Balancing the scales

The increased focus on the "university" in "university-college" has some worried.

While administrators have an eye on Brown's movements in national university rankings, others view the administration's emphasis on research with suspicion.  Several community members have expressed worries that moving toward a research institution would displace attention from the primary role of a college: teaching.

Observers also point out that focusing on externally-funded research privileges the natural and physical sciences over the humanities and social sciences, which typically do not receive as much outside funding. But while the sciences have benefited from much of Brown's recent physical growth, they are not alone: The Perry and Marty Granoff Center for the Creative Arts and the expanding Cogut Center for Humanities are two examples of projects dedicated to the arts and humanities.

Faculty and administrators are also quick to point out that undergraduates benefit from well-funded research labs. The more funding for faculty research, the more opportunities for undergraduates and the better the experience.

"Good instruction and good research go together," Clifton said, citing the "sense of discovery, sense of creativity" in both.

The University's encouragement of research is also not a top-down mandate, he said — it supports faculty's own interests. "Faculty members aren't forced to do research," he said. "That's how they got their PhDs."

 

The fossil record

This debate is hardly new.

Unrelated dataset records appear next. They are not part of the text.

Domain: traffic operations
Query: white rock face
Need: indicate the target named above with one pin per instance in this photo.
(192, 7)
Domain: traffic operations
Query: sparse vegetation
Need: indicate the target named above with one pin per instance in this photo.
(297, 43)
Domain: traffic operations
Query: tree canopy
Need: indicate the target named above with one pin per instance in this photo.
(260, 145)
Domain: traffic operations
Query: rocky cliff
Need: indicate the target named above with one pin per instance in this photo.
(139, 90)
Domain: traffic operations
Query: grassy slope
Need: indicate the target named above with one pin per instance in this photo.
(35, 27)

The nature of a university is prone to tide-like ebb and flow. In the early 1980s, about 45 percent of undergraduates concentrated in the sciences, Miller said — compared to 32 percent of last year's graduating class, according to the Office of Institutional Research.

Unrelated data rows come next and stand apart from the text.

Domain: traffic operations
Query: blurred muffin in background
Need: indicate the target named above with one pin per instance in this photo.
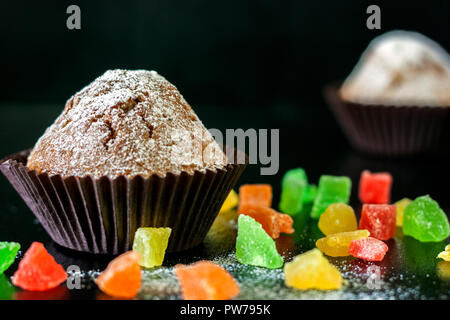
(396, 100)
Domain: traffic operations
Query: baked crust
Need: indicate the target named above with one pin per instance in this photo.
(126, 123)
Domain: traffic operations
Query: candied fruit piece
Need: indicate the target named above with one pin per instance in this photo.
(445, 254)
(272, 221)
(38, 270)
(285, 222)
(331, 190)
(339, 217)
(375, 188)
(311, 270)
(231, 202)
(401, 205)
(267, 217)
(151, 243)
(258, 194)
(254, 246)
(8, 252)
(6, 288)
(293, 187)
(336, 245)
(205, 280)
(310, 194)
(379, 219)
(443, 270)
(369, 249)
(122, 276)
(425, 221)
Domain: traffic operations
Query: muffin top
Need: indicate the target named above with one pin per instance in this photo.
(400, 68)
(126, 123)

The admission office does not have any particular demographic target for the future, but it does want to "bring science up to the same level" as other disciplines, he said. "I think it's pretty clear to everyone that Brown's sciences profile has to equal its humanities profile," Miller said.

Perhaps today's developments represent the growth that one English professor predicted decades ago.

In 1971, the chair of the Department of English, Mark Spilka, gained campuswide attention for insisting that funding for expansion of the humanities equal financing for Brown's new medical school, The Herald reported.

The long-term results of creating a medical school would be a "change in the nature of the university, an imbalance in favor of the sciences, which will perpetuate and increase present tensions and resentments and will drive faculty away from Brown in subordinate fields," Spilka said forty years ago.

During the height of the Cold War, many universities expanded their scientific offerings in a rush to compete with the Soviets, according to Associate Professor of History Naoko Shibusawa.

We are currently in a similar historical moment. After all, President Ruth Simmons is not the only president calling for increased focus on the sciences — science and math education was a major topic in President Barack Obama's last State of the Union address. As Brown fills in the Jewelry District with research labs and expanding science programs, the University's cyclical changes may be part of a broader national trend.